Certainly, Sanford I. Weill, retired chairman of Citigroup, does. He tells the Times, “People can look at the last 25 years and say this is an incredibly unique period of time. We didn’t rely on somebody else to build what we built, and we shouldn’t rely on somebody else to provide all the services our society needs.”

Somebody, as you might imagine, is government. I am no expert on political or economic history, but one thing government surely did in the past 25 years is roll back regulations that businesses claimed stood in the way of their ability to generate jobs and wealth for all Americans. Reporter Louis Uchitelle also cites the example of President Clinton, who in 1999 revoked the Glass-Steagall Act of 1933. The Act outlawed having commercial and investment banking and stock brokerages under one corporate roof because 74 years ago government thought this structure created too many conflicts of interest and contributed to the 1929 crash and the Depression. And who might have benefitted from Clinton’s repeal of the Act?

So it rings mighty hollow when Weill claims successful corporations like Citigroup “didn’t rely on somebody else” to reach the heights they have. I suppose he could argue that government simply got out of the way of business and that’s why the wealth of companies like Citigroup is now so great. Any way you look at it, however, big businesses have relied on government to take actions that make it possible for them to grow as fast and large as they have. Meanwhile, for only the third time in the last century (1915-16 and the late 1920s) has “5 percent of the national income gone to families in the one-one-hundredth of a percent of the income distribution,” according to economists cited in the article. Hence, the new Gilded Age is upon us.
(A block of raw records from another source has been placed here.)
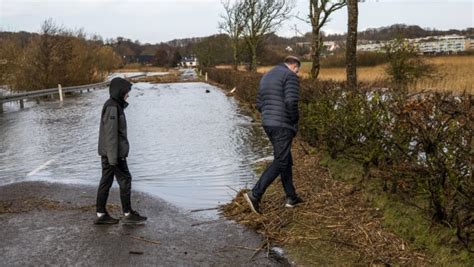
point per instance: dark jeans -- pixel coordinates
(281, 139)
(124, 179)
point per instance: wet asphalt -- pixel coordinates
(64, 235)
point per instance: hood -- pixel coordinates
(119, 87)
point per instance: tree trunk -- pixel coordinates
(253, 63)
(316, 45)
(351, 44)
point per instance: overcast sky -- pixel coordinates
(155, 21)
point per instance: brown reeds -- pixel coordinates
(334, 214)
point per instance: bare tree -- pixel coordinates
(261, 18)
(351, 43)
(232, 23)
(319, 12)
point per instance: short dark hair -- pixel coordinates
(292, 60)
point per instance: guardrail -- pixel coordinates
(52, 91)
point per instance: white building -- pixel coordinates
(189, 62)
(371, 47)
(449, 44)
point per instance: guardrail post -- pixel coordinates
(60, 88)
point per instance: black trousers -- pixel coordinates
(281, 139)
(124, 179)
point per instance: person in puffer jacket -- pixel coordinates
(113, 149)
(277, 102)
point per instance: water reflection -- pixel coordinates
(187, 146)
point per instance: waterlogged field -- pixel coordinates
(453, 73)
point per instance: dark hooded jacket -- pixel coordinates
(278, 97)
(113, 142)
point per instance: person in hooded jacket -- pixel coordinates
(277, 102)
(113, 149)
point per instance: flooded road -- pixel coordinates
(189, 147)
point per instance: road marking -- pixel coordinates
(40, 168)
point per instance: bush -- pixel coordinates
(420, 144)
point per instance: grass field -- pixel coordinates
(453, 73)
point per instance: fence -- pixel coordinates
(52, 91)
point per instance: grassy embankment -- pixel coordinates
(345, 221)
(453, 73)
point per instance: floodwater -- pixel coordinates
(188, 147)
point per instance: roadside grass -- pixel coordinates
(336, 225)
(453, 73)
(408, 221)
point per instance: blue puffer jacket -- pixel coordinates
(277, 98)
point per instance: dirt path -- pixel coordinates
(51, 224)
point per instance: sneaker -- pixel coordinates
(253, 202)
(106, 219)
(292, 202)
(134, 218)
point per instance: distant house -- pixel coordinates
(330, 46)
(189, 62)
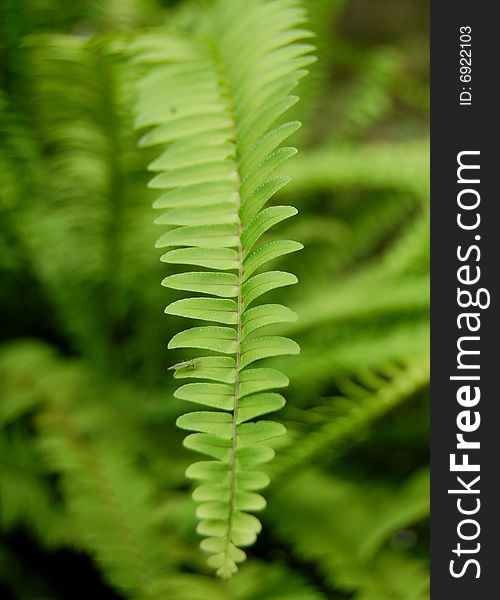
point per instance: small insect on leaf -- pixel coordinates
(185, 364)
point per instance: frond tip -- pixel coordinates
(213, 105)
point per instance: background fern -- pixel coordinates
(93, 497)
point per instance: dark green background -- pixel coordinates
(93, 499)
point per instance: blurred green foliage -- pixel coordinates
(93, 499)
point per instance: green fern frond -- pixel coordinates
(215, 102)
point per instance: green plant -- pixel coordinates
(94, 501)
(219, 121)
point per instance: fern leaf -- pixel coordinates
(215, 107)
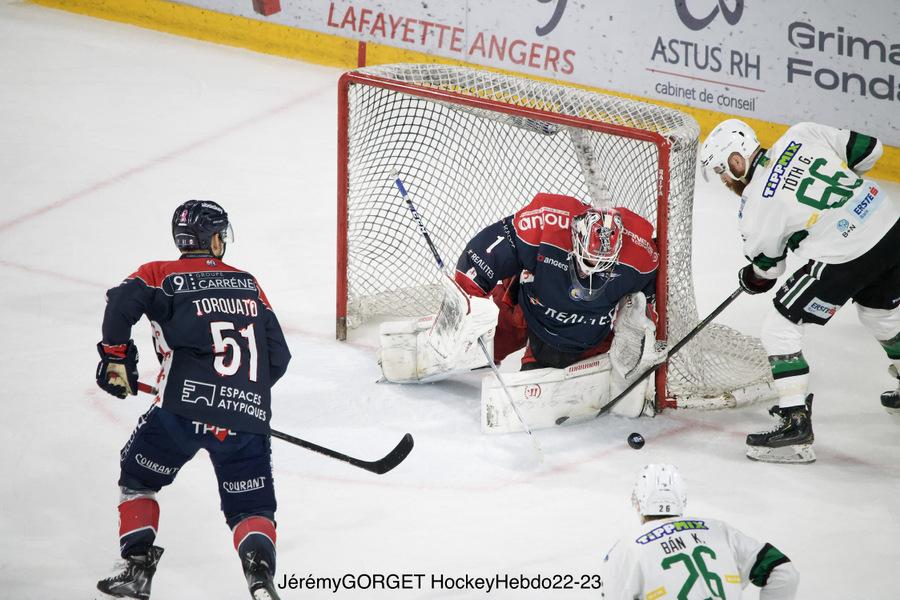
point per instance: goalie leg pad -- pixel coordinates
(439, 346)
(633, 352)
(408, 356)
(542, 396)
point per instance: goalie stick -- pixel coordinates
(395, 175)
(379, 467)
(700, 326)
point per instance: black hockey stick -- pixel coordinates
(380, 466)
(700, 326)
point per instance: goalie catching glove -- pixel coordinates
(435, 347)
(117, 370)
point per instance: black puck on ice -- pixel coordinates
(636, 441)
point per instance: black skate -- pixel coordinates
(133, 576)
(259, 578)
(790, 441)
(890, 400)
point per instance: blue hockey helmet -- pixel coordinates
(196, 221)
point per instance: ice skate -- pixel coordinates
(259, 578)
(791, 439)
(133, 576)
(890, 399)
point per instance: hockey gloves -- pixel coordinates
(753, 283)
(117, 370)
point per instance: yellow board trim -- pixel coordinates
(336, 51)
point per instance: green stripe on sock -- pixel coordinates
(767, 559)
(859, 146)
(892, 347)
(788, 365)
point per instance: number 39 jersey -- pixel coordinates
(218, 340)
(805, 195)
(687, 558)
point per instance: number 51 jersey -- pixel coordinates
(805, 195)
(218, 340)
(689, 559)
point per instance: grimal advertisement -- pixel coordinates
(832, 61)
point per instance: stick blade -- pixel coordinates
(394, 457)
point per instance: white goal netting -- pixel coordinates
(473, 146)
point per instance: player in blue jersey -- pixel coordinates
(221, 349)
(557, 269)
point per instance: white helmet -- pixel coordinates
(596, 240)
(659, 490)
(729, 136)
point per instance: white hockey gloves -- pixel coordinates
(435, 347)
(634, 350)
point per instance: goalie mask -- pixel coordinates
(728, 137)
(596, 240)
(659, 491)
(196, 221)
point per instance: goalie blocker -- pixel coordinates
(442, 345)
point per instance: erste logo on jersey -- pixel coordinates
(780, 168)
(867, 205)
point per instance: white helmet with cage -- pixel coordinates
(728, 137)
(659, 490)
(596, 240)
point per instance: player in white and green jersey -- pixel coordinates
(672, 556)
(807, 194)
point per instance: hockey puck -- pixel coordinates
(636, 441)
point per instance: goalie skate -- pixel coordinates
(133, 576)
(890, 399)
(790, 441)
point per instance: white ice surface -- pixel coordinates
(105, 128)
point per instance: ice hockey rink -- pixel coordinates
(105, 128)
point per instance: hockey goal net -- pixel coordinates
(473, 146)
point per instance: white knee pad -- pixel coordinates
(882, 323)
(781, 336)
(127, 494)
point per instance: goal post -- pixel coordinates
(473, 146)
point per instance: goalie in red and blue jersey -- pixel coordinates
(557, 270)
(556, 278)
(221, 349)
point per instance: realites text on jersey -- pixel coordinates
(802, 197)
(567, 312)
(218, 340)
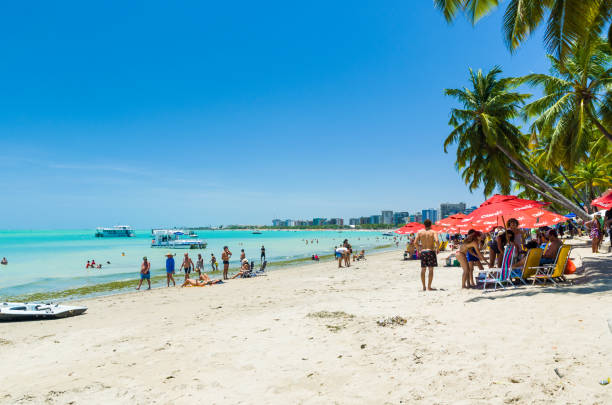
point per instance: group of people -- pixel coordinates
(187, 266)
(598, 227)
(426, 246)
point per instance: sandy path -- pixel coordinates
(253, 341)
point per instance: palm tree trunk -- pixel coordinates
(528, 175)
(601, 128)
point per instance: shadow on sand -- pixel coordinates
(595, 277)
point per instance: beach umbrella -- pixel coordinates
(540, 218)
(411, 227)
(604, 201)
(498, 209)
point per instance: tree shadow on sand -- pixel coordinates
(596, 277)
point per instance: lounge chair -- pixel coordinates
(499, 276)
(529, 267)
(553, 272)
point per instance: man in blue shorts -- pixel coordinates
(170, 269)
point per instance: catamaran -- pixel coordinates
(175, 239)
(118, 231)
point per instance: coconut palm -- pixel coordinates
(593, 176)
(566, 20)
(490, 147)
(573, 96)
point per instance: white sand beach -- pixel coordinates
(309, 335)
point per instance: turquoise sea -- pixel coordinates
(42, 261)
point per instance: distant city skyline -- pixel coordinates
(386, 217)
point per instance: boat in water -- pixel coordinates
(24, 311)
(118, 231)
(175, 239)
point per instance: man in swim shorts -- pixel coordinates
(170, 269)
(187, 265)
(145, 273)
(225, 257)
(427, 246)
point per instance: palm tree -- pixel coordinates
(489, 145)
(567, 20)
(573, 96)
(593, 176)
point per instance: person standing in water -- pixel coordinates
(427, 246)
(170, 269)
(225, 256)
(145, 273)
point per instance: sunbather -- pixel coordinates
(199, 283)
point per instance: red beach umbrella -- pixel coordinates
(605, 201)
(500, 208)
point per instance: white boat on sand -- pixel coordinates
(24, 311)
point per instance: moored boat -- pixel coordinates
(174, 239)
(118, 231)
(24, 311)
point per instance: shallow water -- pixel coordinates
(43, 261)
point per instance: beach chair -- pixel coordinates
(529, 267)
(554, 272)
(499, 276)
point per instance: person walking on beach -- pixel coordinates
(199, 265)
(213, 262)
(170, 269)
(145, 273)
(427, 246)
(187, 265)
(225, 256)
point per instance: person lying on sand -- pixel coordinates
(200, 283)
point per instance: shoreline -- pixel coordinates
(157, 281)
(310, 334)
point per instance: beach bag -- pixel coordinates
(570, 268)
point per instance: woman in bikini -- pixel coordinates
(472, 244)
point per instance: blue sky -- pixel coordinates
(196, 113)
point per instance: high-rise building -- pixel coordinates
(448, 209)
(318, 221)
(336, 221)
(430, 214)
(387, 217)
(400, 217)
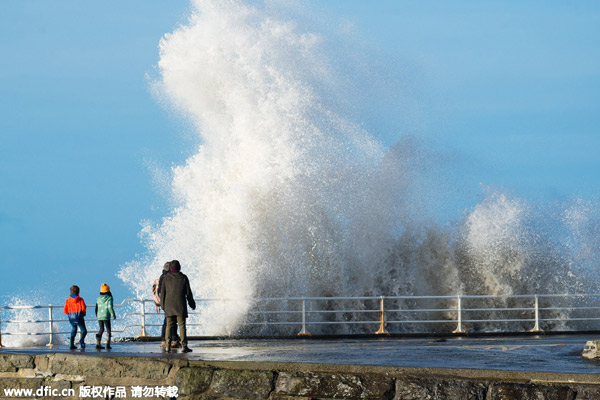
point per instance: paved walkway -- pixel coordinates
(540, 354)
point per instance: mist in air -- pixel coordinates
(290, 195)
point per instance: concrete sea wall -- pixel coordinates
(282, 381)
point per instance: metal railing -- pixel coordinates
(366, 314)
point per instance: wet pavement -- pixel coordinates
(530, 353)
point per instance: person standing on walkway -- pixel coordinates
(104, 312)
(175, 292)
(75, 309)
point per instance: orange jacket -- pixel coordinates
(75, 308)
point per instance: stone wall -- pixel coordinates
(285, 381)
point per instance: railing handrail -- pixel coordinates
(296, 314)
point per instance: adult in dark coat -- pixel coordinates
(174, 291)
(174, 338)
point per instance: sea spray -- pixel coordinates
(288, 196)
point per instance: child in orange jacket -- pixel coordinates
(75, 309)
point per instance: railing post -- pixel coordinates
(143, 333)
(1, 328)
(381, 330)
(536, 328)
(303, 331)
(459, 327)
(51, 344)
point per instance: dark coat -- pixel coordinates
(174, 290)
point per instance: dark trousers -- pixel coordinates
(173, 331)
(104, 323)
(182, 332)
(83, 330)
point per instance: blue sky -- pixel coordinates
(513, 87)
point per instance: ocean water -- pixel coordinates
(289, 195)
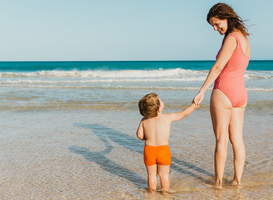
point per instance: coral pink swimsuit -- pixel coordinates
(231, 79)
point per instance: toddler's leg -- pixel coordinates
(152, 177)
(163, 172)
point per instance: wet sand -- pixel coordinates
(94, 154)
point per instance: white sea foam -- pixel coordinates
(171, 73)
(109, 74)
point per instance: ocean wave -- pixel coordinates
(161, 73)
(110, 86)
(108, 74)
(111, 80)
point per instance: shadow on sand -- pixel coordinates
(135, 145)
(108, 165)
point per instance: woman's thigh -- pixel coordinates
(236, 125)
(221, 110)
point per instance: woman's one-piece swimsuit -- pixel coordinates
(231, 79)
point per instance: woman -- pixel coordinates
(229, 98)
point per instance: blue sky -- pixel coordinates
(91, 30)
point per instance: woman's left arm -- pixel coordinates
(225, 54)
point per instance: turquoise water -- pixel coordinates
(266, 65)
(68, 130)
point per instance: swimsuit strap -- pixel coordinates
(237, 39)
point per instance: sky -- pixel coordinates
(116, 30)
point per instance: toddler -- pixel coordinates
(154, 128)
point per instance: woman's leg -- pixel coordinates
(220, 109)
(163, 172)
(236, 139)
(152, 177)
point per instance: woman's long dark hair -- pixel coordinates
(223, 11)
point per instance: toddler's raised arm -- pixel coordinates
(182, 114)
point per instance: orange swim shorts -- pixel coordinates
(157, 155)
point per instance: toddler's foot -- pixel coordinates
(164, 193)
(151, 191)
(214, 185)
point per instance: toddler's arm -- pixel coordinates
(182, 114)
(140, 131)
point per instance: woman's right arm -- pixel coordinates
(224, 56)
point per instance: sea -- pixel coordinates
(68, 130)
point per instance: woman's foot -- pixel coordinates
(236, 184)
(214, 185)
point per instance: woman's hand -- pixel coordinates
(199, 98)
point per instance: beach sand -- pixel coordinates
(93, 153)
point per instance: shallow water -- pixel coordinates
(67, 131)
(66, 146)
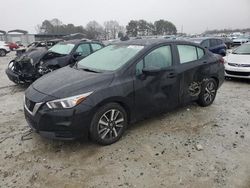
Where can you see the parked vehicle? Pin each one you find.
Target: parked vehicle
(37, 45)
(241, 40)
(120, 84)
(35, 63)
(228, 42)
(215, 45)
(4, 48)
(13, 46)
(237, 63)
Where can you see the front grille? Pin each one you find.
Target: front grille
(239, 65)
(238, 73)
(29, 104)
(33, 125)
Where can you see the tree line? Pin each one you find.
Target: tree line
(109, 30)
(227, 31)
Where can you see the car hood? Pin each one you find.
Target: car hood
(35, 55)
(67, 81)
(237, 58)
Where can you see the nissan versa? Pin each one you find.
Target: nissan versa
(119, 84)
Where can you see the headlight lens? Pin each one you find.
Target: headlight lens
(11, 65)
(69, 102)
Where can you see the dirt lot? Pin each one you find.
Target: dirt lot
(157, 152)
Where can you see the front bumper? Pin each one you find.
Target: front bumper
(237, 72)
(17, 77)
(63, 124)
I do believe individual leaders can make a huge difference in the fortunes of companies and societies. And they deserve to be recognized and fairly compensated. But the leaders I most admire come from a place of humility about their accomplishments and realize their great accomplishments are not theirs alone. They are quick to credit and thank others for their success (including government), not because they are excessively humble, but because it’s true. They also will tell you when they’ve been lucky, as when living through the great bull markets over the 25 years Weill speaks of.

As Paul Volcker told the Times, “The market did not go up because businessmen got so much smarter.”

I don’t have the answers for addressing the great worldwide income disparity today. But I do know the situation isn’t going to get better if our wealth leaders believe they have only themselves to thank for living among the .01 percent.